Generalization of the Brauer Theorem to Matrix Polynomials and Matrix Laurent Series
Provides theoretical extensions for eigenvalue modification in matrix functions, relevant to numerical linear algebra and systems theory, but is incremental.
The paper extends Brauer's theorem, which modifies a single eigenvalue of a matrix via rank-one perturbation, to matrix polynomials and Laurent series, enabling shifting sets of eigenvalues while preserving canonical factorizations. Explicit factorizations and conditions are provided.
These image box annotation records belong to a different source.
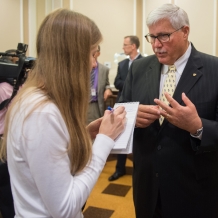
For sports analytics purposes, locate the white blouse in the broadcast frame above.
[7,89,114,218]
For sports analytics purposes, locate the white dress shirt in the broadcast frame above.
[7,88,114,218]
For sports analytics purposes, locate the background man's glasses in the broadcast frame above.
[145,26,184,44]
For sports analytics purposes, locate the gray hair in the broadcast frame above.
[146,4,190,29]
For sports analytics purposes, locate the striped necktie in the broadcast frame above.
[159,65,176,125]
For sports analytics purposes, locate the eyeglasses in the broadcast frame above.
[123,44,132,47]
[145,26,184,44]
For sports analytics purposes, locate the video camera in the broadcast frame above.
[0,43,35,110]
[0,43,35,86]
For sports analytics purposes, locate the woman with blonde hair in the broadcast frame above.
[1,9,126,218]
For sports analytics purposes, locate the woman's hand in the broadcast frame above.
[99,106,126,140]
[86,117,103,140]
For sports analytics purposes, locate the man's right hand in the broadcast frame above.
[99,106,126,140]
[136,104,160,128]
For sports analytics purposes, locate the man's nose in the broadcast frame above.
[152,38,162,48]
[92,60,97,68]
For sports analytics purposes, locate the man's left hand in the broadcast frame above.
[154,92,202,134]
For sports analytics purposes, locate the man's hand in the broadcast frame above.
[104,89,113,101]
[86,117,103,140]
[136,104,160,128]
[154,92,202,134]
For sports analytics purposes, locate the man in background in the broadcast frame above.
[87,46,112,124]
[108,36,142,181]
[119,4,218,218]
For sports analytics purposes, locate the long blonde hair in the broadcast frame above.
[1,9,102,173]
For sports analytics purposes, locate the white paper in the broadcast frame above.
[111,102,139,154]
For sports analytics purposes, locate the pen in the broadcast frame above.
[107,106,114,113]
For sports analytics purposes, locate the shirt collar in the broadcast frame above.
[129,53,140,61]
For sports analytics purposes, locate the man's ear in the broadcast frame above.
[182,26,190,40]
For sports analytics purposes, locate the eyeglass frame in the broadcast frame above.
[123,43,133,47]
[145,26,184,44]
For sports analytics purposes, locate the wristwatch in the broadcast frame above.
[191,127,203,139]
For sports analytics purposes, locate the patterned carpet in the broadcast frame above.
[0,154,135,218]
[84,154,135,218]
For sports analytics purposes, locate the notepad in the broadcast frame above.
[111,102,139,154]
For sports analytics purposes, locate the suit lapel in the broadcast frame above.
[173,46,202,104]
[146,58,162,105]
[161,45,203,129]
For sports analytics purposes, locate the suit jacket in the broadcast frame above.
[98,63,110,116]
[119,46,218,218]
[114,55,142,100]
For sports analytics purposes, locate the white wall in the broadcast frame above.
[0,0,218,84]
[0,0,23,52]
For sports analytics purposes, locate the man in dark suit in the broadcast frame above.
[119,4,218,218]
[108,36,142,181]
Given a square matrix $A$, Brauer's theorem [Duke Math. J. 19 (1952), 75--91] shows how to modify one single eigenvalue of $A$ via a rank-one perturbation, without changing any of the remaining eigenvalues. We reformulate Brauer's theorem in functional form and provide extensions to matrix polynomials and to matrix Laurent series $A(z)$ together with generalizations to shifting a set of eigenvalues. We provide conditions under which the modified function $\widetilde A(z)$ has a canonical factorization $\widetilde A(z)=\widetilde U(z)\widetilde L(z^{-1})$ and we provide explicit expressions of the factors $\widetilde U(z)$ and $\widetilde L(z)$. Similar conditions and expressions are given for the factorization of $\widetilde A(z^{-1})$. Some applications are discussed.